This I Believe

Maggie - State College, Pennsylvania
Entered on December 4, 2007

I believe in silence…

I wish I knew where I was going, cramped like a forgotten crumb under a dusty rug, as I shovel pass a wild eyed and chaotic city—the buzz of a distinct culture trying to break my senses. Vendors insulate the sidewalks with homegrown smells of sweet and oily plantains, while melodic echoes of drums and chimes have my head bopping to Meringue. I had hoped this is where I would be staying in the Dominican Republic, learning, but the silence wasn’t there as the miniscule red bus I was riding pushed me over lush spans of achingly green hilltops littered with dark faces highlighted against brilliant and hopeful white chiclet-like teeth. I am beginning to hear myself for the first time as I settle my wandering thoughts back into my head and slowly let the name roll gently around the quiet in my head. Banica. Has the world ever heard of her?
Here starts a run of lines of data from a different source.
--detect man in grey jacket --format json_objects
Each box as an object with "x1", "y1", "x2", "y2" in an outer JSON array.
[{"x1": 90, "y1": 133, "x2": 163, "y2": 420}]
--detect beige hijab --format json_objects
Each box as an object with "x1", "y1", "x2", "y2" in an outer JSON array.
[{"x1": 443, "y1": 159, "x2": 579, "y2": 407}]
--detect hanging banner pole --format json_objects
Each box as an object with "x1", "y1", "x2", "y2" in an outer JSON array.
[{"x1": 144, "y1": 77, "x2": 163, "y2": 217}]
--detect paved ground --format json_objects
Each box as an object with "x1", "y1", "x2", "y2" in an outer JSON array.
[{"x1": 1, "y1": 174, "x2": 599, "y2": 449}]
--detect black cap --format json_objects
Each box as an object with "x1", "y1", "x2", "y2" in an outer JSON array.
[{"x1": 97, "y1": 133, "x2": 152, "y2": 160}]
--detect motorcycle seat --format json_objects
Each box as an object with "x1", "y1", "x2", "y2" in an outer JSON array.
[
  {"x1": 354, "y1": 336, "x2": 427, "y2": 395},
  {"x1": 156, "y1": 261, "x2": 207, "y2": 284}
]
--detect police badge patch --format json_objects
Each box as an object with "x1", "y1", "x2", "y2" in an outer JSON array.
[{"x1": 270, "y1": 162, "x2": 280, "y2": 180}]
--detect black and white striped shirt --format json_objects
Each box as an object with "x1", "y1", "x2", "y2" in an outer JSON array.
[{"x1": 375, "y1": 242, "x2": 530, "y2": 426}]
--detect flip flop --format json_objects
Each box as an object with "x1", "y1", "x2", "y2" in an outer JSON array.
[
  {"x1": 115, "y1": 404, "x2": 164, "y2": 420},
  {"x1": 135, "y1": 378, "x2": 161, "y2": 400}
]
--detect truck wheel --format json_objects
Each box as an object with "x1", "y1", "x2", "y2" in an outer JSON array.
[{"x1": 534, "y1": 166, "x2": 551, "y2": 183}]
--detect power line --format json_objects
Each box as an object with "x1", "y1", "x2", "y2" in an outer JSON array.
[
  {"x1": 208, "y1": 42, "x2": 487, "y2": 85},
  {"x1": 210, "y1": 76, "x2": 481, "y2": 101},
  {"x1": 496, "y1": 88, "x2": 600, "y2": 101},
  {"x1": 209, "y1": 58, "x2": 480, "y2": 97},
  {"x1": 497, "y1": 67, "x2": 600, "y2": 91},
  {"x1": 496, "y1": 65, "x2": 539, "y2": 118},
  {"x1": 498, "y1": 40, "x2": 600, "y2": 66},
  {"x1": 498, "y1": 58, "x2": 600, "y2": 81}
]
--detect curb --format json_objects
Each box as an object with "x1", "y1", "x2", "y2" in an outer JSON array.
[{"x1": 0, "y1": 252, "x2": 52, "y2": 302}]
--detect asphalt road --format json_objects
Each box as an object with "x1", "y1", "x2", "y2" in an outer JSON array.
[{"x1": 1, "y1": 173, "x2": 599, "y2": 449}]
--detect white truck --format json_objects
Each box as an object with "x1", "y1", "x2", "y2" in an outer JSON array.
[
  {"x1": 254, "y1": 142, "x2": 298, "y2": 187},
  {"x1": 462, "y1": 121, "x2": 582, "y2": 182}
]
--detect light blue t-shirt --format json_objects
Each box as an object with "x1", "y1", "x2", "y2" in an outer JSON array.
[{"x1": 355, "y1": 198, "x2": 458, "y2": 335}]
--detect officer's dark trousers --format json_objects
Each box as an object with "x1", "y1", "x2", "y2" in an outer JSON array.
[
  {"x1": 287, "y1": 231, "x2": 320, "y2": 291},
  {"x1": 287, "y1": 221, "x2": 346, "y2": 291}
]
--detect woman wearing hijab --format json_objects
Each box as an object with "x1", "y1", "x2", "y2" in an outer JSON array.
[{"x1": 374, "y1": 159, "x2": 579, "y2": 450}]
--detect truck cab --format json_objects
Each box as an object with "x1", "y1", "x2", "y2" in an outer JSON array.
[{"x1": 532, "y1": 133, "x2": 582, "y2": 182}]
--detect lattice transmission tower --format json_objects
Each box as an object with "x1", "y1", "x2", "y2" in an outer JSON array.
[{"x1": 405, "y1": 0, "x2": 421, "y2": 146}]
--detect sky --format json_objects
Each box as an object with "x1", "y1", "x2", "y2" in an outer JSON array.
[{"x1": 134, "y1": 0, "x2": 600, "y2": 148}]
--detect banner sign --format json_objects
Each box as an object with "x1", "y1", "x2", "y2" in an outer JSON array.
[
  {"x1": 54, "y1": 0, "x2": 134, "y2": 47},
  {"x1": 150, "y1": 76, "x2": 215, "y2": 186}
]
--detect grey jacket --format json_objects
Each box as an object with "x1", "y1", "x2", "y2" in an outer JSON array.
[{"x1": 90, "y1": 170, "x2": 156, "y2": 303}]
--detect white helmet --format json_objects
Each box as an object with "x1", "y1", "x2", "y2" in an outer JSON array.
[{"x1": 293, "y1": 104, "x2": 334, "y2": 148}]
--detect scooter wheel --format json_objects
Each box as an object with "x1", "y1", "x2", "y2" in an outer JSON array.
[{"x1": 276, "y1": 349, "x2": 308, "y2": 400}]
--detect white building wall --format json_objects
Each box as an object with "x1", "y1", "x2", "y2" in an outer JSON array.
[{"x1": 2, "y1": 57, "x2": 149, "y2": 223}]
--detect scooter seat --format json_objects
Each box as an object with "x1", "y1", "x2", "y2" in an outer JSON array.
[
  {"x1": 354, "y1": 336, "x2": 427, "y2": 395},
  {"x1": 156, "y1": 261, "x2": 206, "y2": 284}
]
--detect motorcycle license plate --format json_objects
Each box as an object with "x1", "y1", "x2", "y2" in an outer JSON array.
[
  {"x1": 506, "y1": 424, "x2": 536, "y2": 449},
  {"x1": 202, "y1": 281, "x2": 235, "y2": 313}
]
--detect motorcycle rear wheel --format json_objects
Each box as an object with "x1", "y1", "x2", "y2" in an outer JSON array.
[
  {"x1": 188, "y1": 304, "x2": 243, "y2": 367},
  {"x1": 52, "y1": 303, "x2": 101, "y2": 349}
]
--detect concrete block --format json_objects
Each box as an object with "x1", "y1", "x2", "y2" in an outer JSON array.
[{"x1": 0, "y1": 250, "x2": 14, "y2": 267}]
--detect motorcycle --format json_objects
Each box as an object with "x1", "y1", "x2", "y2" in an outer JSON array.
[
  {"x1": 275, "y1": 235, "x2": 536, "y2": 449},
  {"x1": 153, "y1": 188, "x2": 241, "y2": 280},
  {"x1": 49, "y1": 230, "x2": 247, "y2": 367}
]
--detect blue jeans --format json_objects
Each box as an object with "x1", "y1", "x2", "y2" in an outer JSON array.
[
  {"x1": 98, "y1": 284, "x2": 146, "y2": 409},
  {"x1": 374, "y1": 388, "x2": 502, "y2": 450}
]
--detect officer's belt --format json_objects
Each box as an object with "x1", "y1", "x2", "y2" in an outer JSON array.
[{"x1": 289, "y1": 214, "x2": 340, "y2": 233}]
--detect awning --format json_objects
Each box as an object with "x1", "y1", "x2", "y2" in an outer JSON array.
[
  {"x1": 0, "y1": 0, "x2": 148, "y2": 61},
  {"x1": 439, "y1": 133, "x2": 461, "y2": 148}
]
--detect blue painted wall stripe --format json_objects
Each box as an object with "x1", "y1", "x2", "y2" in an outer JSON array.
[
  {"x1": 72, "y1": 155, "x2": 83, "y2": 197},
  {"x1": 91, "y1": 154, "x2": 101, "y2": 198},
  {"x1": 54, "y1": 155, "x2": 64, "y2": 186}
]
Five hours away from nothing. I finally pull up to a pavilion where the electricity will be out indefinitely. I don’t mind settling into the simple vacant rooms and quickly wrap the mosquito net around my bed as I tuck my thoughts back into the frenzied and lively city I had passed earlier. I ached to be back there, to hear anything besides nothing, a curious nothing.

A week of building commences, the reason for which I am in this forsaken place in the first place. I pack water to fight the hideously hot day, which is already forming beads of saline on my forehead. Riding in the bed of a pickup truck, I take in my first morning sight of her—Banica. She is nothing like the city. Her mountains whisper something from their high peaks, “Los Campos,” a local utters to me as he points to the highest points of her where the poorest of poor live. I shiver every time I think about its villagers attacking our truck for food bags, their lives in my very hands. I gaze towards little children scraping along thatched homes in yards of packed dirt while military police line her walls–protecting their homeland, their pride. Standing on the riverbank near the middle of town, a raging river separates the border between the Dominicans and Haitians. Two warring peoples. I am stunned into humility. I find myself straddling the very thick line of chaos itself; the middle of my own world, where silence has little space–a place so ready for attention that I think if I wait any longer she might die.
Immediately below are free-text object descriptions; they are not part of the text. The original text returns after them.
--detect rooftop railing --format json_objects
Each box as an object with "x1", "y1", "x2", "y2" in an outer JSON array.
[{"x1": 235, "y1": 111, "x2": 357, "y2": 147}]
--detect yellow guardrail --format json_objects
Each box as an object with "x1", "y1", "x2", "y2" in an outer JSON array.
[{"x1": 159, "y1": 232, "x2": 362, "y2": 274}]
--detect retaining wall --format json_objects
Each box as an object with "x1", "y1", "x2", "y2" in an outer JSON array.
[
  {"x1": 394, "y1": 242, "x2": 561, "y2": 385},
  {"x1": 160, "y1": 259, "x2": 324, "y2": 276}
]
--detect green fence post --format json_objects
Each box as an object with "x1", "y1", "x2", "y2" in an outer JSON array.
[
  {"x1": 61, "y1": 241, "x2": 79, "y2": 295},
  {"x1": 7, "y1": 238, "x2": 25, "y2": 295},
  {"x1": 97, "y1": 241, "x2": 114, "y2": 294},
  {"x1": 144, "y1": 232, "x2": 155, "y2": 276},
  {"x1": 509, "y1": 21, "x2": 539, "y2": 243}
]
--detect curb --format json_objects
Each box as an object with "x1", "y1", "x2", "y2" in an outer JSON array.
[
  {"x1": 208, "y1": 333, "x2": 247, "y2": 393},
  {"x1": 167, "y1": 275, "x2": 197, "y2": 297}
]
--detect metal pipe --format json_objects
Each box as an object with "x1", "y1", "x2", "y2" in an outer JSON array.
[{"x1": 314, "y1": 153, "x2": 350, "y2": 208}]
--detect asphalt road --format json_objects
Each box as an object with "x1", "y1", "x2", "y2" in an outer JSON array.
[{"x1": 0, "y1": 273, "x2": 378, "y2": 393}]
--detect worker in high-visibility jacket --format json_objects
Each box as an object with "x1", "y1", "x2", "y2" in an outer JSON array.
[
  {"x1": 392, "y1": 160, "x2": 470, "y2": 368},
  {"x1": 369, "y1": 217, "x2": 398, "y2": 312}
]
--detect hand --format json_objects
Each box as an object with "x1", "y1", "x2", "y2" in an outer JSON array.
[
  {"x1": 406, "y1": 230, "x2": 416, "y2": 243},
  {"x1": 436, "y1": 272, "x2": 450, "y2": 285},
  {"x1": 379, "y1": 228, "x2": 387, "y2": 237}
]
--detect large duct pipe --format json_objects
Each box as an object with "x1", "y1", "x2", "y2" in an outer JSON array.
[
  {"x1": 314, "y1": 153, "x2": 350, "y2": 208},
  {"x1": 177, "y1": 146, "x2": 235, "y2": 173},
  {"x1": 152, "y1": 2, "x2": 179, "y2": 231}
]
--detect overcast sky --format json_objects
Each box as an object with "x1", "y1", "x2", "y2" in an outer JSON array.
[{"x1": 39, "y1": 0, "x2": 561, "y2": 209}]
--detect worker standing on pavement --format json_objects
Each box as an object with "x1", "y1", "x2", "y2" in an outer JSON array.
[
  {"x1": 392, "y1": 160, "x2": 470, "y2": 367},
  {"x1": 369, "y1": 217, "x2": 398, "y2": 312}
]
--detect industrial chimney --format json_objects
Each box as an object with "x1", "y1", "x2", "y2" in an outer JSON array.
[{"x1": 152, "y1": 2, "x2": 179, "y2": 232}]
I found myself slowly letting go of the ache for America in return for the sustenance of the natives. I let myself fall deeper into this magical silence, where actions were valued more than words, community was truly shared, and life was incalculable. Silence, I began to believe, wasn’t so much the act of quietness, but more the lesson of listening to the existence of yourself in places you forget to mind.